Current voltage (I-V) measurements were carried out under voltage control using three electric loads to reproduce the electrode equipotential of a single cell3. The anode and cathode were electrically connected with the four-terminal method. The anode NiO was reduced to Ni by feeding H2/N2 mixture gas for 2 hours prior to measurements. During measurements, anode and cathode were fed upward with mixtures of H2/N2 and dried air at constant flow rates, respectively. The cell was maintained at 800 °C by a tubular electric furnace at open circuit voltage (OCV).

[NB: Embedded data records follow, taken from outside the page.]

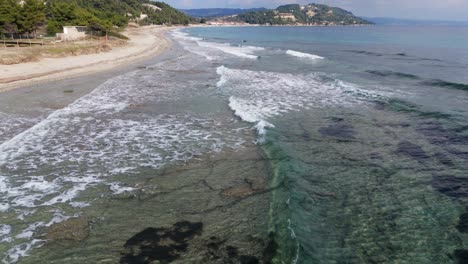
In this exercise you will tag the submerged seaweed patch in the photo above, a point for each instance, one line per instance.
(437, 134)
(365, 52)
(451, 186)
(398, 105)
(393, 74)
(409, 149)
(461, 256)
(160, 244)
(339, 129)
(445, 84)
(463, 223)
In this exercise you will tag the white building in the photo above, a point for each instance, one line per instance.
(71, 33)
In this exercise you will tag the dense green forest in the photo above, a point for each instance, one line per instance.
(99, 15)
(307, 14)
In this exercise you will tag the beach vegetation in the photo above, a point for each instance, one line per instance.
(101, 16)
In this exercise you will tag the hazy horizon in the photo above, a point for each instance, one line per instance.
(453, 10)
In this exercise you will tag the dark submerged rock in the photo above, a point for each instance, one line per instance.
(451, 186)
(160, 244)
(409, 149)
(461, 256)
(338, 130)
(463, 223)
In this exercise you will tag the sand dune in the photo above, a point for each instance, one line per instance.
(144, 42)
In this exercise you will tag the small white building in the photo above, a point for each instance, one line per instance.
(71, 33)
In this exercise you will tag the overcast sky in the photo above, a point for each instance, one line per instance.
(417, 9)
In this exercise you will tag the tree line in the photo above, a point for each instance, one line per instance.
(98, 15)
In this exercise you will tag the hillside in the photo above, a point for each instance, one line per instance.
(218, 12)
(28, 16)
(294, 14)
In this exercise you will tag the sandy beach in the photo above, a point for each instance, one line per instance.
(144, 42)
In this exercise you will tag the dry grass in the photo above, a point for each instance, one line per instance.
(15, 55)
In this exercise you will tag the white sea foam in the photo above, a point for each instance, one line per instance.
(92, 141)
(5, 230)
(117, 188)
(239, 51)
(258, 96)
(304, 55)
(191, 44)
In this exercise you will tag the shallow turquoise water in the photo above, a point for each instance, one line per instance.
(251, 145)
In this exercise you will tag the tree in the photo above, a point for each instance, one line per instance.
(8, 16)
(31, 16)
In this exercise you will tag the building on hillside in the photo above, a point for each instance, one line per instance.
(153, 7)
(286, 16)
(71, 33)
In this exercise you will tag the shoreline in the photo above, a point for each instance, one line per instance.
(145, 42)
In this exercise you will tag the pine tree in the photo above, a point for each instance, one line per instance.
(8, 17)
(32, 16)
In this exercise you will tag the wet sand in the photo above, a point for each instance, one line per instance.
(144, 43)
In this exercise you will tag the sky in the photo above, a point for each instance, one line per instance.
(413, 9)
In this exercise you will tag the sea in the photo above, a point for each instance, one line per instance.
(250, 145)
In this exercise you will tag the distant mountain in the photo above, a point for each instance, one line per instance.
(414, 22)
(218, 12)
(294, 14)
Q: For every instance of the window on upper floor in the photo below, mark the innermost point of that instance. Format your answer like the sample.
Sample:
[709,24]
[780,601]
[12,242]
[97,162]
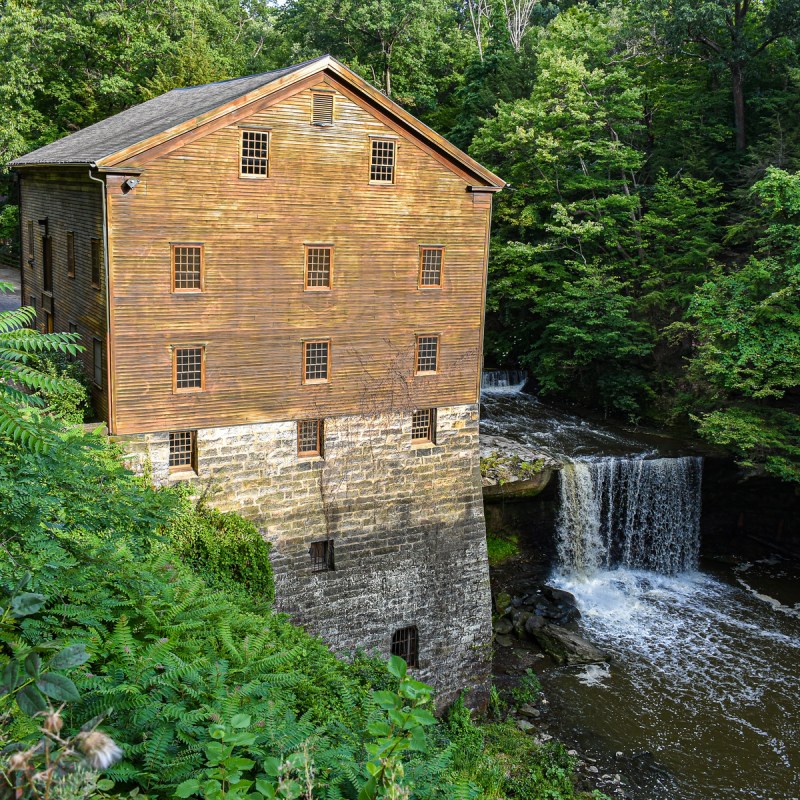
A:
[70,254]
[322,108]
[319,267]
[97,262]
[423,425]
[382,161]
[316,361]
[254,147]
[188,369]
[187,268]
[321,556]
[427,356]
[405,643]
[310,437]
[183,451]
[431,261]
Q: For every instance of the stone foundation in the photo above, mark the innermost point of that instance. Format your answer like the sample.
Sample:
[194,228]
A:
[406,522]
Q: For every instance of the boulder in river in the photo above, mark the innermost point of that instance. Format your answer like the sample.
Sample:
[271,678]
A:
[562,645]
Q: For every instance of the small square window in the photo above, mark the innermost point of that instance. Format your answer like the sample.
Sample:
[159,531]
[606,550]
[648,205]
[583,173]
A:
[430,267]
[310,437]
[382,164]
[189,369]
[316,362]
[187,268]
[255,154]
[427,361]
[322,108]
[405,643]
[183,451]
[321,556]
[97,362]
[319,267]
[423,425]
[97,262]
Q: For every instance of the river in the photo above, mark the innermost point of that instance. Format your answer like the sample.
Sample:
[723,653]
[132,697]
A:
[701,696]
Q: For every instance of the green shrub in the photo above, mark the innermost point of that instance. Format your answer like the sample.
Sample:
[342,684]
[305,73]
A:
[72,402]
[529,689]
[227,550]
[500,549]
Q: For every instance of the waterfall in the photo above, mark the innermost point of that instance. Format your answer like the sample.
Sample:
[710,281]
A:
[493,380]
[631,512]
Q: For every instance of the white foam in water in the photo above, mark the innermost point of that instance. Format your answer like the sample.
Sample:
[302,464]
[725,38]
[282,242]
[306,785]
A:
[639,513]
[497,381]
[594,674]
[707,669]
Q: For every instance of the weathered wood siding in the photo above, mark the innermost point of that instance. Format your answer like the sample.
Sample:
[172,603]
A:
[254,312]
[71,202]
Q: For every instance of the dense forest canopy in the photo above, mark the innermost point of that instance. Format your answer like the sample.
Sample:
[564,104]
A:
[646,255]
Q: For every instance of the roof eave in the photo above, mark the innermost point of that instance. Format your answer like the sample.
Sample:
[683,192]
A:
[153,141]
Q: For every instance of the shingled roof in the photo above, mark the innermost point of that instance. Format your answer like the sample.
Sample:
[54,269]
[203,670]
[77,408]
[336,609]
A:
[123,138]
[147,119]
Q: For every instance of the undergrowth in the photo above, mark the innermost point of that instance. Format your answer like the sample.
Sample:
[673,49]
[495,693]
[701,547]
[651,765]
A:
[501,548]
[170,602]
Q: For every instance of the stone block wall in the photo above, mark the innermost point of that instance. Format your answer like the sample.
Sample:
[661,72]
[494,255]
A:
[406,522]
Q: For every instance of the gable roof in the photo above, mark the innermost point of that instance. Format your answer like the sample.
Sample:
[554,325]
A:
[140,122]
[169,115]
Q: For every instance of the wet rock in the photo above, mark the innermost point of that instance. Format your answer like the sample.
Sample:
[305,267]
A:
[503,625]
[502,601]
[533,624]
[565,646]
[519,619]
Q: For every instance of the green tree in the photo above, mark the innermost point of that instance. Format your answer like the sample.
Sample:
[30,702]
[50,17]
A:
[23,379]
[728,34]
[567,237]
[747,325]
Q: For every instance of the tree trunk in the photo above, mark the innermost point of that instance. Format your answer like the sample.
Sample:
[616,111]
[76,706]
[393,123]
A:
[738,106]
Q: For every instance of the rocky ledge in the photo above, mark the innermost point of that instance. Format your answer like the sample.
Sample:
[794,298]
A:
[510,470]
[541,614]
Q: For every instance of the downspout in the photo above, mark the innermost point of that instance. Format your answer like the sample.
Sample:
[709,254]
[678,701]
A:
[20,228]
[109,371]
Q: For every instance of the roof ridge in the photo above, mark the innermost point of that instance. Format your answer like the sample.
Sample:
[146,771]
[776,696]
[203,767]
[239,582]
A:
[284,70]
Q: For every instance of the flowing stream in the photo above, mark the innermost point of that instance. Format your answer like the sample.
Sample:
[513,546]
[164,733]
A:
[701,696]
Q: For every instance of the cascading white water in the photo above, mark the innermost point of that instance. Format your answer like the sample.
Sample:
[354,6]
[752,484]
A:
[493,380]
[630,512]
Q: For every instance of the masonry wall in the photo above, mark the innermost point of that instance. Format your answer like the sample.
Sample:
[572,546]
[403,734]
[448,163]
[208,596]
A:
[406,522]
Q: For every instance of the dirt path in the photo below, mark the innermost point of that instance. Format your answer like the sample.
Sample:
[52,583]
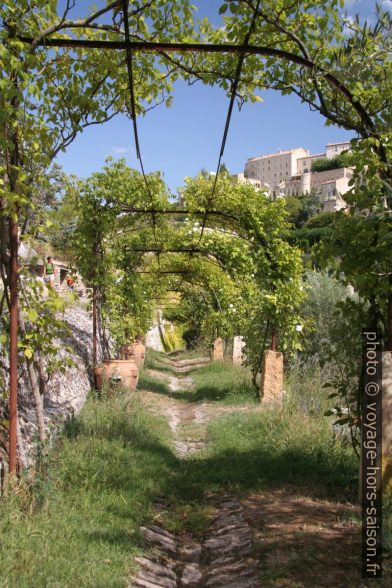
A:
[280,538]
[223,557]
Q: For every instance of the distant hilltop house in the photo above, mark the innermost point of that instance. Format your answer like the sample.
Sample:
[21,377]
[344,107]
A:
[34,263]
[294,172]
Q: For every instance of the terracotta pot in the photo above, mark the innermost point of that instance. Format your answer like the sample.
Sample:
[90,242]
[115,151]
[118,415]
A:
[98,377]
[137,352]
[123,371]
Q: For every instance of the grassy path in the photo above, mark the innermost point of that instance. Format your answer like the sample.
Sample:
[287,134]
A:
[188,453]
[292,481]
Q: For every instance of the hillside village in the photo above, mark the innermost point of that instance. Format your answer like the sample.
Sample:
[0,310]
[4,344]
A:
[295,171]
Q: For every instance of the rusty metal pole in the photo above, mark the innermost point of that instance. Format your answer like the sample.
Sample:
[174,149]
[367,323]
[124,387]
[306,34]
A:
[95,315]
[13,348]
[94,326]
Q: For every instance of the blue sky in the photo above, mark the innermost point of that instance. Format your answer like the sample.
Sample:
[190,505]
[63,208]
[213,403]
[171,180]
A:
[186,138]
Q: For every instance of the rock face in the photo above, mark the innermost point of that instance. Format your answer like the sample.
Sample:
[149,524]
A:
[271,386]
[65,393]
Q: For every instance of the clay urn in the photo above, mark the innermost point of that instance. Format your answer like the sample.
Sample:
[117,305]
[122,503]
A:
[123,372]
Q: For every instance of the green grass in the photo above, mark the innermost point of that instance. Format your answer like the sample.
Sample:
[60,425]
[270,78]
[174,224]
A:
[225,383]
[149,382]
[248,451]
[80,527]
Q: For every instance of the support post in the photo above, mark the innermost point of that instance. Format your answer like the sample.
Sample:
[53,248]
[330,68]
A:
[13,345]
[217,352]
[94,332]
[271,385]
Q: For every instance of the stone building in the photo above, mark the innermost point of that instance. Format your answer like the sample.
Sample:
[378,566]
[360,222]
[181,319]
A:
[290,172]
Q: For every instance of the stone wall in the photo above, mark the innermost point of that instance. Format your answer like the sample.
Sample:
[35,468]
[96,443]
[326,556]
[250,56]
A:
[65,393]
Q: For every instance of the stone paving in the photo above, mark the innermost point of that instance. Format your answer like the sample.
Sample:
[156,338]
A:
[223,557]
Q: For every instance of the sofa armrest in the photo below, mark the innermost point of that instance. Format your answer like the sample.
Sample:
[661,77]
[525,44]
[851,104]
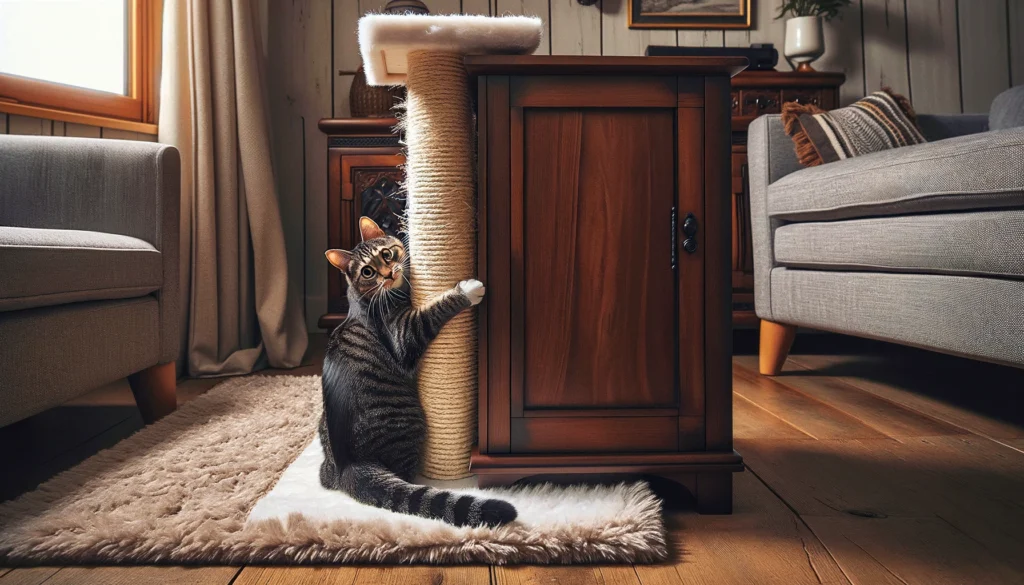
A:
[770,156]
[113,186]
[942,127]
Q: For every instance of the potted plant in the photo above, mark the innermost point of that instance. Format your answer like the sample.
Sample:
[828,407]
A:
[804,39]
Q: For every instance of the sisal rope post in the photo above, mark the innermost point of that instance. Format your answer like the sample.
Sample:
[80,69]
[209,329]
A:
[441,226]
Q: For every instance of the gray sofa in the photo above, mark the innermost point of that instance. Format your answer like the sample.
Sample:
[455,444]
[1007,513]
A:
[88,272]
[922,245]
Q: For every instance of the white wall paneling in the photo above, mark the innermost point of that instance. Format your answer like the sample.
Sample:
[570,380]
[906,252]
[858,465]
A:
[947,56]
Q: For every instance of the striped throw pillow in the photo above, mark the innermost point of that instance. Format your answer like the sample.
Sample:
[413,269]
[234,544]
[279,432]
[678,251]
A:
[883,120]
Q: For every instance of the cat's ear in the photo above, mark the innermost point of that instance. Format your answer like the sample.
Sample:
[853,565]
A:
[369,228]
[339,258]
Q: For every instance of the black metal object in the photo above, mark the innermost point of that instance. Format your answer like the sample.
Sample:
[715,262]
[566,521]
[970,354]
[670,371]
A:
[672,220]
[690,230]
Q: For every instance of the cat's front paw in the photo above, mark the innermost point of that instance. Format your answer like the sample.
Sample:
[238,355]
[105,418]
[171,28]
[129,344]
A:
[473,290]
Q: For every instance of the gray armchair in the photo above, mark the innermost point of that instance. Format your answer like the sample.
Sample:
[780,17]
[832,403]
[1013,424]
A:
[88,272]
[922,245]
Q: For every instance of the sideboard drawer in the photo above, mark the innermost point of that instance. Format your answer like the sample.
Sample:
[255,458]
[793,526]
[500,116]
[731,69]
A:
[760,101]
[804,96]
[595,434]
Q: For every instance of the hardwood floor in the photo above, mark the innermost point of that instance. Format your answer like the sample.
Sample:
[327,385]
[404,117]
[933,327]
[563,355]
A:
[867,464]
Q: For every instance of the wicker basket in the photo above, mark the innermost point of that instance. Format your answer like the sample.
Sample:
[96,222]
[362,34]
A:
[370,101]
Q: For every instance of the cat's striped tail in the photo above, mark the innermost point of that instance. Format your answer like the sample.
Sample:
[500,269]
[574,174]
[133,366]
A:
[378,487]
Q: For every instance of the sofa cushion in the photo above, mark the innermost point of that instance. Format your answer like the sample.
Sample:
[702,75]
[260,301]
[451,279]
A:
[44,267]
[1008,110]
[981,243]
[976,171]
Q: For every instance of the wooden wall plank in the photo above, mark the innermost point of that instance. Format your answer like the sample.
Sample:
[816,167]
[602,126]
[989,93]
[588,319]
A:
[81,130]
[300,54]
[765,29]
[885,46]
[984,52]
[700,39]
[1016,26]
[933,39]
[476,6]
[844,51]
[118,134]
[530,8]
[579,28]
[619,39]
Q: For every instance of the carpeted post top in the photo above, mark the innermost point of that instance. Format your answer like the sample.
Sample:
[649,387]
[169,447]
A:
[386,40]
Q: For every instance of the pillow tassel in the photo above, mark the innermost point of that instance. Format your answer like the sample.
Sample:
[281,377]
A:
[806,153]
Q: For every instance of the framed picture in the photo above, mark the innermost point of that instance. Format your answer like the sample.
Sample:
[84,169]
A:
[689,13]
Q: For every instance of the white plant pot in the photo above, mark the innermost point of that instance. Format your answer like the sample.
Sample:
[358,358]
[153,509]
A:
[805,41]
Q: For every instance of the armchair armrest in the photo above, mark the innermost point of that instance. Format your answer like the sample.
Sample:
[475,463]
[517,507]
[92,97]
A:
[941,127]
[114,186]
[770,156]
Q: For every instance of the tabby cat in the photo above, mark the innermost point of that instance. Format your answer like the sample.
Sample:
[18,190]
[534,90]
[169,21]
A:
[373,427]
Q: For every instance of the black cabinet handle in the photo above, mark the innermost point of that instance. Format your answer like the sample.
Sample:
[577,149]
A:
[690,230]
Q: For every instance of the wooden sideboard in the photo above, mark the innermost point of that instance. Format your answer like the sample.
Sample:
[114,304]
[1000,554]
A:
[603,239]
[365,158]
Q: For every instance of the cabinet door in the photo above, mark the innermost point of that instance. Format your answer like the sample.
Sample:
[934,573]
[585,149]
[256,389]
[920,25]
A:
[582,255]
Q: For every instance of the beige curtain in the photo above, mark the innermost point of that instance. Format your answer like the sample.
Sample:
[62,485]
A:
[240,314]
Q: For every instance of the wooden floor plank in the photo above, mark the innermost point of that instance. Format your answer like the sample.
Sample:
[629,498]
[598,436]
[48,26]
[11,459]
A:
[142,576]
[762,542]
[296,576]
[809,415]
[534,575]
[30,576]
[972,483]
[892,419]
[909,551]
[752,421]
[422,575]
[942,395]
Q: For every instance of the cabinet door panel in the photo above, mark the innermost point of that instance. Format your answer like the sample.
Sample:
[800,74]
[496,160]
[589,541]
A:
[612,434]
[598,289]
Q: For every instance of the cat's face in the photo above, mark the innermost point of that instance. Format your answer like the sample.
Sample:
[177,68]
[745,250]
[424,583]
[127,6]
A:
[376,267]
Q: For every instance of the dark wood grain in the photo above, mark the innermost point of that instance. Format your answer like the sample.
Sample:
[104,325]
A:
[599,337]
[589,91]
[594,434]
[718,306]
[606,66]
[594,275]
[689,132]
[499,250]
[482,398]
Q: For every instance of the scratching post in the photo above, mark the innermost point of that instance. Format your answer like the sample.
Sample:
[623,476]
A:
[425,53]
[441,236]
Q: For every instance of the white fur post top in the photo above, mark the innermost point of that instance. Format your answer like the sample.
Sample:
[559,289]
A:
[386,40]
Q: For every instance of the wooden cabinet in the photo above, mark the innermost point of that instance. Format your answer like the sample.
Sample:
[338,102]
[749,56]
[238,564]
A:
[604,242]
[365,151]
[756,93]
[365,174]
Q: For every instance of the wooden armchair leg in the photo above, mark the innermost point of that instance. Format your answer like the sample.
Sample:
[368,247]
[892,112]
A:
[156,391]
[776,339]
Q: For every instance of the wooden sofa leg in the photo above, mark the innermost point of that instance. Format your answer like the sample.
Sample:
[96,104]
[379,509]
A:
[156,391]
[776,339]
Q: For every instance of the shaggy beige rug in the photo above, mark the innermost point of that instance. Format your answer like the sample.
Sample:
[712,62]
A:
[208,485]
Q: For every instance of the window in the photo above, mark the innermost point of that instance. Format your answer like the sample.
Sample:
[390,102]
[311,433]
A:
[93,57]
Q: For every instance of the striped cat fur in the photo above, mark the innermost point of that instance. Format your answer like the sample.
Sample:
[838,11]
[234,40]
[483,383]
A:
[373,428]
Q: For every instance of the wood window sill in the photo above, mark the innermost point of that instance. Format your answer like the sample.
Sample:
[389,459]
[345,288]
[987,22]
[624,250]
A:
[76,118]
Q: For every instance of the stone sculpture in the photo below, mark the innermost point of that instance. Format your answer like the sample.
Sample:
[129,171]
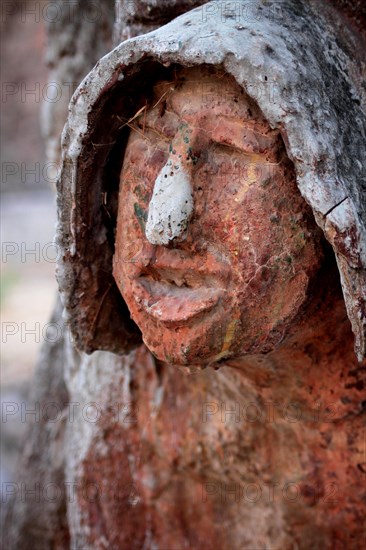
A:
[213,188]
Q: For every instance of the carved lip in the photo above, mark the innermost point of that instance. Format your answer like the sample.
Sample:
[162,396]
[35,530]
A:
[172,300]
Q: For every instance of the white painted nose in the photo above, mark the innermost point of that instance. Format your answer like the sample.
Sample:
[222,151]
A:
[171,205]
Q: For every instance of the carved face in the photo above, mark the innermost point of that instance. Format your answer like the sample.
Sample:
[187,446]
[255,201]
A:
[215,247]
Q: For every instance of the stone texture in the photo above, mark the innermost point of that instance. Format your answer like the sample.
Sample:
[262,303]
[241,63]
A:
[317,98]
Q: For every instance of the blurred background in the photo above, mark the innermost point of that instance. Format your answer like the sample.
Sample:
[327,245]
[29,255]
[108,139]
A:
[28,215]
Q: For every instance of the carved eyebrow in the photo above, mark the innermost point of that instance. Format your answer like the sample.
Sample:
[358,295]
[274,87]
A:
[245,137]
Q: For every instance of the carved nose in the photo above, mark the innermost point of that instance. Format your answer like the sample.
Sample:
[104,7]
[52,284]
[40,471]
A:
[171,205]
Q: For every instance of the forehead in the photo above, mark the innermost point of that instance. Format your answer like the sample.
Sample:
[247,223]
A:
[206,89]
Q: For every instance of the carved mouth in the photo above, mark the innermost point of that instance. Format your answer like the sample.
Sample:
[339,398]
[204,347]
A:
[175,298]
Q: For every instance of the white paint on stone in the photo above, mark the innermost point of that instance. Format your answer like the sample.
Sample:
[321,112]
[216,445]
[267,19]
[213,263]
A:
[171,205]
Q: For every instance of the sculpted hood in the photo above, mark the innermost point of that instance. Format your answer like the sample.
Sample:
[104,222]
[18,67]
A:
[301,72]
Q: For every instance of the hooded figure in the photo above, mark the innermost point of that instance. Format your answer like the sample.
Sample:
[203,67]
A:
[299,71]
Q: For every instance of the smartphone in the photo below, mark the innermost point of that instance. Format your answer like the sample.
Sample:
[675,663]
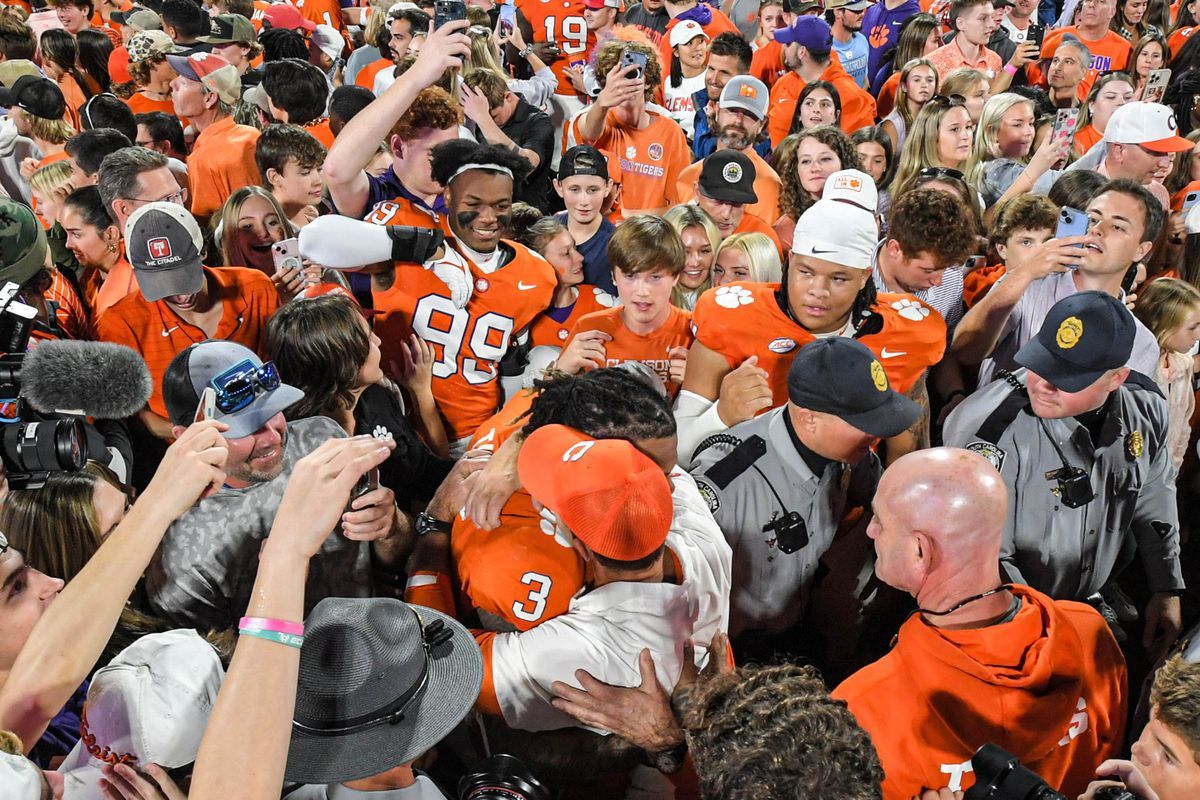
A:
[208,405]
[508,19]
[1072,222]
[286,254]
[628,58]
[1156,85]
[448,11]
[1035,34]
[1065,122]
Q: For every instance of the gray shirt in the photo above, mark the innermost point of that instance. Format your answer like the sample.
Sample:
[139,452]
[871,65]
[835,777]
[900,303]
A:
[744,493]
[1030,312]
[1069,553]
[204,570]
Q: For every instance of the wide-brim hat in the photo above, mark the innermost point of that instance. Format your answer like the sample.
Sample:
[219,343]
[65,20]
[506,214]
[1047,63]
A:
[360,659]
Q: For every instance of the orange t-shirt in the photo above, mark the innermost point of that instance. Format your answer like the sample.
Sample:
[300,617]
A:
[1109,54]
[549,331]
[1049,686]
[563,24]
[159,334]
[766,186]
[651,158]
[743,319]
[468,342]
[651,349]
[222,161]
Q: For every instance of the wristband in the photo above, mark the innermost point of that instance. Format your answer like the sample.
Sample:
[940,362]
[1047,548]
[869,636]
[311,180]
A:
[274,636]
[268,624]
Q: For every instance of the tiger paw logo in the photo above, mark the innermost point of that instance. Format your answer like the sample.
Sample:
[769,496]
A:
[1069,331]
[911,310]
[732,296]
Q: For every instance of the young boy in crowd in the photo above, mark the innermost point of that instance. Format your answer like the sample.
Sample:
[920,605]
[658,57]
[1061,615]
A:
[647,258]
[1021,227]
[289,160]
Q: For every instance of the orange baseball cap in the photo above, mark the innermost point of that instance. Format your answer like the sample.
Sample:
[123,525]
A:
[612,497]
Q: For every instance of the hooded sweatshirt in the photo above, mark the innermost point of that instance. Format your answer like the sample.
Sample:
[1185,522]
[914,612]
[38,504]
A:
[1048,686]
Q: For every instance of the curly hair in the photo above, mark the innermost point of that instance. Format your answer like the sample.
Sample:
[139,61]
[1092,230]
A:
[929,221]
[792,198]
[773,733]
[449,156]
[609,54]
[431,109]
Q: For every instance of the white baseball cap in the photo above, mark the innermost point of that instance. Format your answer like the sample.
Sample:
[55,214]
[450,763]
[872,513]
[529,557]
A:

We prepared cathode separators with flow channels facing those of the anode. Several flow channels were added opposing to the anode rib to minimize the cathode overpotential by poor oxygen transport under the cathode rib indicated in our previous report1 since we focus on the current distributions ascribed to the anode overpotential.

As a result, the larger rib width gives smaller current density under the rib as the case of the electrolyte-supported cell2. However, fuel consumption under the rib depending on the rib width shows significant impact on the current under the channel, whereas the channel current shows small variation with the change of the rib width in the electrolyte-supported cell2.

We then model the current and hydrogen partial pressure distributions by finite element simulation (COMSOL Multiphysics) so that the model agrees with the in-situ current distributions derived by the segmented cathodes from setting the exchange current densities, electrode porosities, electrolyte ion conductivities, and electrode ion/electron conductivities. This modeling is useful to design separators to improve the performance and durability of practical stacks.

  1. Takahiro Koshiyama, Hironori Nakajima, Takahiro Karimata, Tatsumi Kitahara, Kohei Ito, Soichiro Masuda, Yusuke Ogura, Jun Shimano, Direct Current Distribution Measurement of an Electrolyte-Supported Planar Solid Oxide Fuel Cell under the Rib and Channel by Segmented Electrodes, ECS Trans., Vol. 68, 1, 2217-2226 (2015).
  2. Tatsuhiro Ochiai, Hironori Nakajima, Takahiro Karimata, Tatsumi Kitahara, Kohei Ito, Yusuke Ogura, Jun Shimano, In-situ Analysis of the In-plane Current Distributions in an Electrolyte-Supported Planar Solid Oxide Fuel Cell by Segmented Electrodes, ECS Trans., Vol. 75, 52, 91-98 (2017).
  3. Özgür Aydin, Takahiro Koshiyama, Hironori Nakajima, Tatsumi Kitahara, In-situ Diagnosis and Assessment of Longitudinal Current Variation by Electrode-Segmentation Method in Anode-Supported Microtubular Solid Oxide Fuel Cells, J. Power Sources, Vol. 279, 218–223 (2015).